A “One Problem Lesson Plan” that didn’t Go as Planned

I’ve been trying to incorporate more “one problem lesson plans” into my classroom this year.  My first few attempts were pretty successful.  My most recent one didn’t go quite as I had hoped.

I gave students this problem from 1 to 9 Puzzle.

I was disappointed at how many students had forgotten how to multiply fractions already, but at the same time I was happy to see them use their resources to figure it out before asking me how to.

I really didn’t expect this to be as much of a struggle as it was for students.  I don’t know if it was the fractions or what, but was like we were back to the first time I had given students a problem like this.  They didn’t know where to start, so many just sat there.  Ugh!

Shortly after students got in groups, I could tell this was going differently than the other times we did problems like this.  There were times throughout the class period that I thought about giving up, having students stop, and move on to the next lesson, but I decided to use this as an opportunity for myself to learn how to move students forward in situations like this.  I don’t know that this was the best approach to this, but here’s what I did.

1.  About five minutes into student work time on this problem when many students were “stuck on the escalator”, we talked about how students could get off the escalator.  They gave me a couple ideas of how to do this in the context of this problem.  (Scroll through this post from Sara Van Der Werf to read about the escalator and beagle video she shows her students.  I highly recommend using them in your classroom!)
2. A little while later when I noticed students getting “stuck on the escalator” again, I brought the class together and asked students to share anything they had figured out so far.  A few students shared fractions they had put in cells a and b.
3. A while later, I gave students one number in the puzzle – I think it was 7.  I told them I wasn’t sure if this was the only solution to the puzzle, there may be more, but for one of the solutions, this is where the 7 goes.  For whatever reason, this really got students going and excited to work again.
4. With about 5-10 minutes left in class and as the students energy started to work on the problem started to decrease again, I let students vote on what number they wanted me to give them next.  I think they voted for me to tell them where the 1 went.

By the end of class I think 2 groups out of about 10 had figured out the solution.
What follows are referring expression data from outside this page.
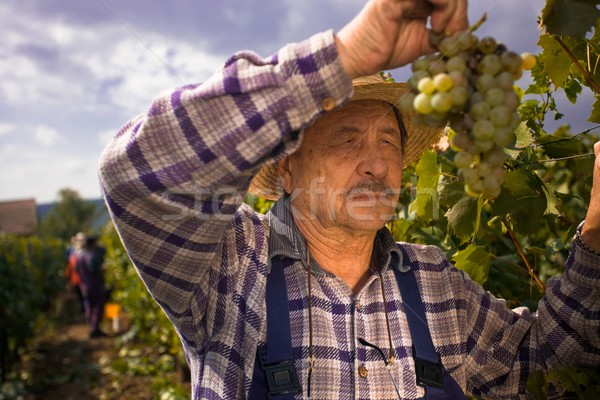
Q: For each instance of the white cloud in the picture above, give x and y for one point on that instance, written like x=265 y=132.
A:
x=6 y=128
x=104 y=137
x=46 y=135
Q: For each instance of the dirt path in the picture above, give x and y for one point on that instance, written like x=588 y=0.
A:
x=64 y=363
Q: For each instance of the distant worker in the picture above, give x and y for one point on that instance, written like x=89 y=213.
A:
x=71 y=273
x=89 y=264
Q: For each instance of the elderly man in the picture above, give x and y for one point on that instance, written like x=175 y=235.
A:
x=315 y=299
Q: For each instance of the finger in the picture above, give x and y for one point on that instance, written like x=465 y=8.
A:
x=419 y=10
x=449 y=16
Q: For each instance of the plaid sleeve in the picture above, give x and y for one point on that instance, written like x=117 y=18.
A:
x=174 y=177
x=505 y=346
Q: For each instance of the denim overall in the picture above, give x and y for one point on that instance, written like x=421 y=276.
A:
x=275 y=375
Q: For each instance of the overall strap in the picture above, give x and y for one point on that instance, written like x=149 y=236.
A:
x=275 y=375
x=429 y=370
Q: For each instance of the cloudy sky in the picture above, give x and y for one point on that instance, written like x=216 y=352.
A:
x=73 y=71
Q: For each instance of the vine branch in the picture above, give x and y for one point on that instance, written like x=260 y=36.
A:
x=588 y=78
x=530 y=270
The homework for students that night was to spend 10 minutes working on the problem.

When we came back the next day, the majority of my students told me they spent 10 minutes on the problem, and in that time I think one or two students came up with a solution.  We did go over the answer the next day.  My students worked on the problem for an entire class period and most spent additional time on it at home, and around 5 students had a solution, yet I gave the entire class the solution.  Was this there right thing to do?  Probably not.  Should I have had students work on it again that night?  I don’t know.  When a problem like this is more of a struggle for students than I anticipated, I don’t know the right balance between giving them enough time to wrestle with the problem and burning them out/frustrating them too much with one task.

BUT I do know that because I, as the teacher, persisted through the lesson rather than giving up and moving on, I gave myself experience in this situation that I can use in future lessons that don’t go as planned and because of that, I don’t consider the lesson a complete fail.